PROPORTION D'INDIVIDUS DÉCLARANT QUE LEURS DÉPENSES DE LOGEMENT CONSTITUENT UNE CHARGE LOURDE OU TRÈS LOURDE OU À LAQUELLE ILS NE PEUVENT FAIRE FACE (EN %)

Source : Crédoc.

Ce sentiment de contraintes pesant davantage sur les budgets du logement ne s'explique qu'en partie par un accroissement de la qualité de ces logements. L'effet prix est très important. En effet, au cours des trente dernières années, le prix réel (corrigé de l'inflation) des logements anciens a été multiplié par deux, tandis que les loyers progressaient de 30 %. Alors que, jusqu'à la fin des années 1990, le prix du logement avait augmenté, globalement, au même rythme que le revenu moyen des ménages, le lien s'est rompu depuis la décennie 20003. Il y a donc une distorsion grandissante entre les coûts du logement (en particulier pour les ménages primoaccédants, souhaitant acquérir pour la première fois un logement) et les revenus.

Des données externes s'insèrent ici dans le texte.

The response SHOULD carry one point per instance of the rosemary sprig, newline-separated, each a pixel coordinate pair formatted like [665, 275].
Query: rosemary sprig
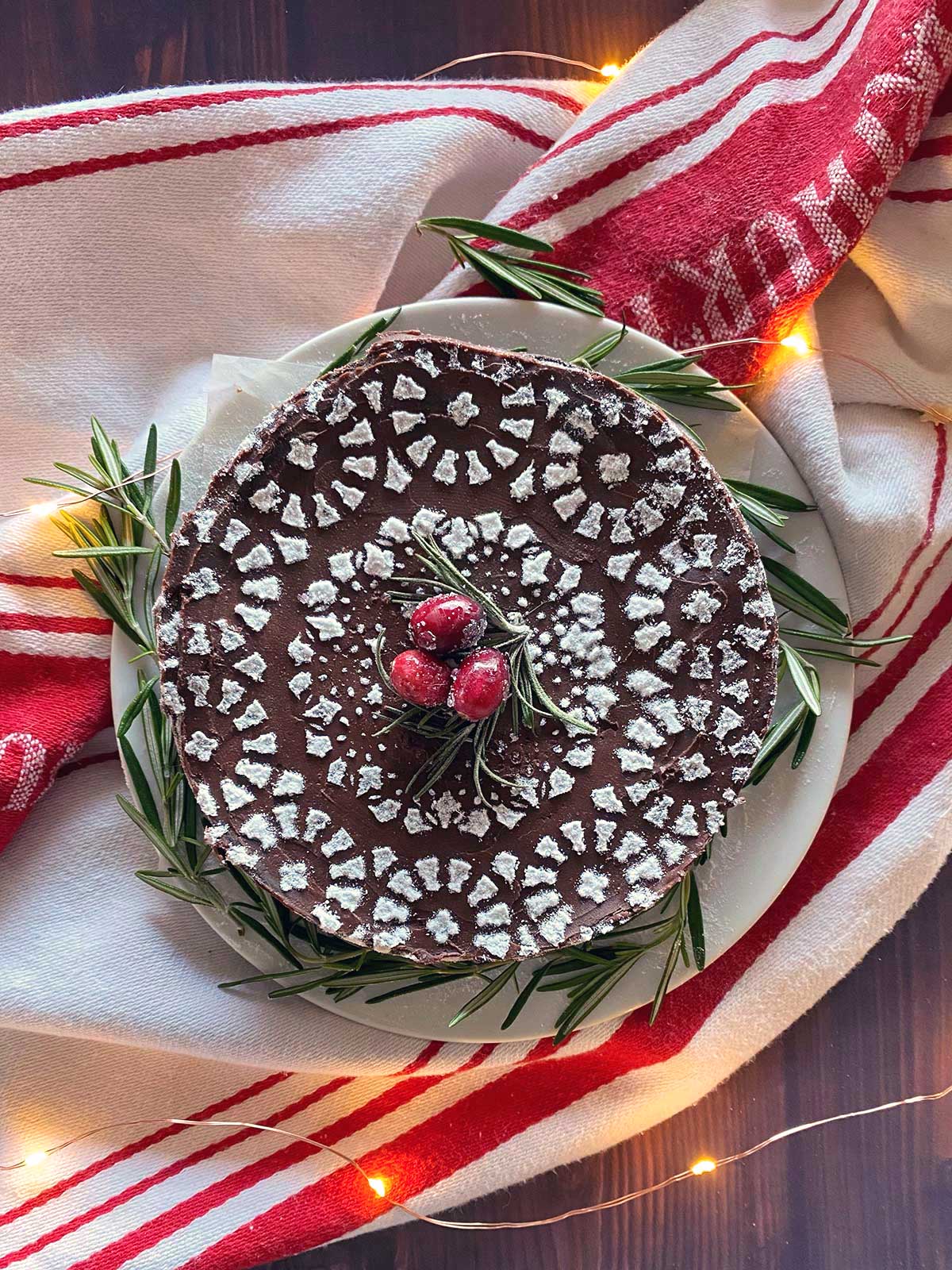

Et ces coûts du logement ont davantage progressé, proportionnellement, pour les plus pauvres que pour les plus riches.

PROPORTION D'INDIVIDUS DÉCLARANT S'IMPOSER DES RESTRICTIONS SUR LEURS DÉPENSES DE LOGEMENT (EN %)

Source : Crédoc.

Des taux d'effort en hausse pour les plus modestes

Afin d'évaluer l'importance des coûts du logement par rapport au budget des ménages, on peut prendre en considération un taux d'effort des ménages qui mesure la part du revenu consacré aux dépenses de logement.

TAUX D'EFFORT NET (EN %) EN FONCTION DU NIVEAU DE VIE. ACCÉDANTS À LA PROPRIÉTÉ

Source : Gabrielle fack (2009), d’après les enquêtes Logement de l’insee.

Pour les accédants à la propriété, les catégories les plus modestes ont connu une augmentation de 8 points de leur taux d'effort, contre 2 ou 3 pour l'ensemble des quatre autres quintiles de la distribution des revenus.

Pour les locataires (dans le secteur libre), les taux d'effort n'ont pas évolué pour les plus favorisés, mais ils ont fortement augmenté (+ 11 points) pour les moins aisés. Ces taux d'effort ont également fortement augmenté pour les classes moyennes inférieures (Q2) et pour les classes moyennes intermédiaires (Q3).

TAUX D'EFFORT NET (CHARGES COMPRISES, EN %) EN FONCTION DU NIVEAU DE VIE. LOCATAIRES DU SECTEUR LIBRE

Source : Gabrielle fack (2009), d’après les enquêtes Logement de l’insee.

Quelle leçon générale tirer ? Les classes moyennes, en particulier leurs segments intermédiaires et inférieurs, se sont rapprochées, pour ce qui a trait aux évolutions de leurs contraintes financières de logement, des catégories défavorisées. Leurs dépenses contraintes, que l'on dit aussi non arbitrables, pré-engagées, pèsent puissamment sur leur budget. L'augmentation passée et, pour certains postes (énergie notamment), très probablement encore à venir des budgets liés au logement (loyers, prêts, eau, gaz, électricité, mais aussi assurances et impôts) est l'un des principaux moteurs de la pression ressentie et vécue par les ménages des classes moyennes.

  1. Pour deux perspectives différentes, parues dans la même collection d'ouvrages, voir Louis Chauvel, Les classes moyennes à la dérive, Seuil, 2006 ; Dominique Goux et Éric Maurin, Les nouvelles classes moyennes, Seuil, 2012.
  2. Voir les importants travaux de Régis Bigot, « Les classes moyennes sous pression », Consommation et modes de vie, n° 219, 2009 ; Fins de mois difficiles pour les classes moyennes, Éditions de l'Aube, 2010.
  3. Voir les différents travaux de Jacques Friggit.